I remembered Friday night, when I tipped my head back to stare at the stars and talked about fate with Ryan. About the universe getting things right.
Ben looked as though he didn’t believe me, so I stood up and moved around the table. I stood beside his chair and gestured for him to stand up, and then I pulled him into a hug.
“Still thought I was going to stab you with a pen, didn’t you?” I asked him as I patted his back.
He huffed out a laugh. “Little bit, yeah.” He leaned back. “We’re okay?”
“We are definitely okay.”
“Oh, thank fuck,” he said. “Because I really do love Alex and Beckett.”
I released him. “Oh, man, then I hope you love where I’m taking them in the next book.”
His eyes widened. “Not—” He lowered his voice. “Are they getting together?” His expression lit up at my nod. “ Yes ! That’s awesome . Sam, you gotta read Adam’s books!”
Sam smiled. “Okay.”
Ben and I sat down again, and I ate my burger and chips while Ben rambled on about Alex and Beckett.
It was so weird to think he was the guy who’d written that scathing review that still haunted me, but it made me happy that he obviously loved the characters as much as I did.
Maybe even more than I did. I bet he’d never fantasized about killing them both off in increasingly ridiculous ways during a prolonged stretch of writer’s block.
Ben’s enthusiasm for them was contagious though, and even though I was really enjoying his and Sam’s company, I found myself itching to get back to the cabin to keep working on the book.
So, when Sam asked if I wanted to order anything else after I’d finished my burger and fries, I gave him my honest regrets—there were maple donuts on the menu—and we had a brief argument about who was paying for lunch.
I let Ben win and then went to the bathroom, thinking I could at least drop a twenty on the table as I made my escape after that.
When I came out of the bathroom and headed for our table, Ben was engrossed in the menu, and Sam’s back was to me.
I dug into my pocket for my wallet, glancing down to see which note I was reaching for while my footsteps took me right up to the space behind Sam.
And when I looked up again, I saw straight over his shoulder to his phone screen.
I didn’t mean to get involved in his personal business.
Which was more, apparently, than I could say for him.
Because on his screen, at the bottom of a text chain, was a photograph of the note I’d written this morning and slipped into Ryan’s apron as I was leaving to come to lunch.
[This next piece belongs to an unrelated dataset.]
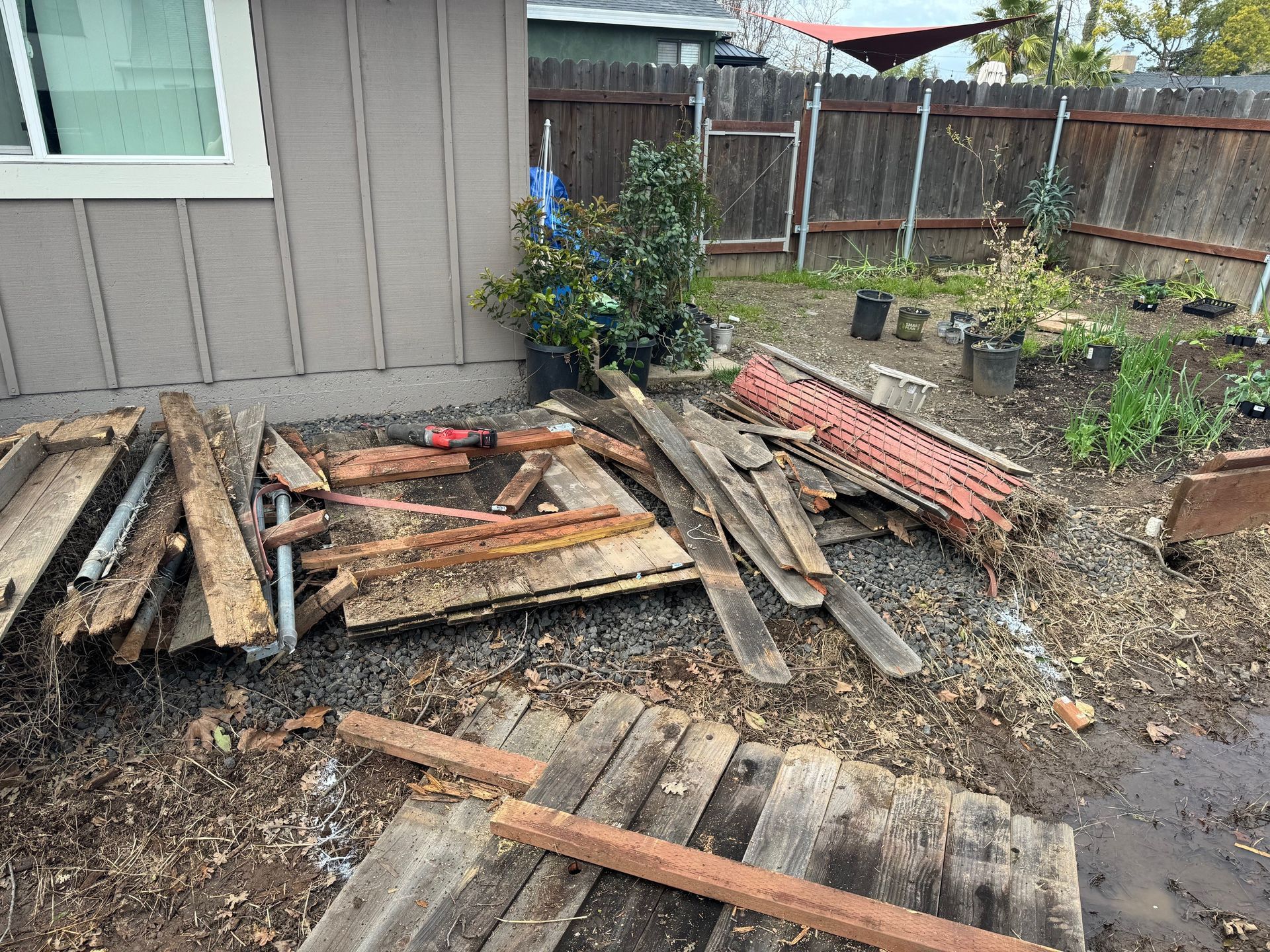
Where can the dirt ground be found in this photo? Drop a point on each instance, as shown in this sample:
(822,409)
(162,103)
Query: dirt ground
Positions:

The one that laid all my thoughts bare.
Ryan, every day with you feels like a gift I haven’t done anything to deserve. I’m scared of how much you’ve come to mean to me in such a short space of time. I didn’t know my heart could feel this full. I’m falling in love with you. Adam.
The sensation that came over me was as though I’d been dunked on cold water, so suddenly and shockingly that my body couldn’t remember how to breathe. Blood roared in my skull, and everything felt strange and distant.
Nothing made sense.
“Oh, hey,” Ben said, glancing up from the menu. “Did you forget something?”
Sam twisted to look, turning his phone away from me.
“Just this,” I said, pretending I hadn’t seen the message.
Not to protect Sam, I didn’t think, but maybe to protect me ?
Because I didn’t know yet what was going on.
Like the guy in the movie who got shot but kept going because his brain hadn’t caught up yet.
Not until someone asked him if he was hurt, and then suddenly the pain caught him, and he was dying dramatically.
I just had to stay ahead of that moment, that was all.
So I smiled as I dropped the twenty on the table and shook my head at Ben’s immediate protestations.
“Thanks for lunch. I’ll catch you around, okay? ”
And before they could say anything else, I kept walking, even though every step was taking me closer and closer to something awful and inevitable.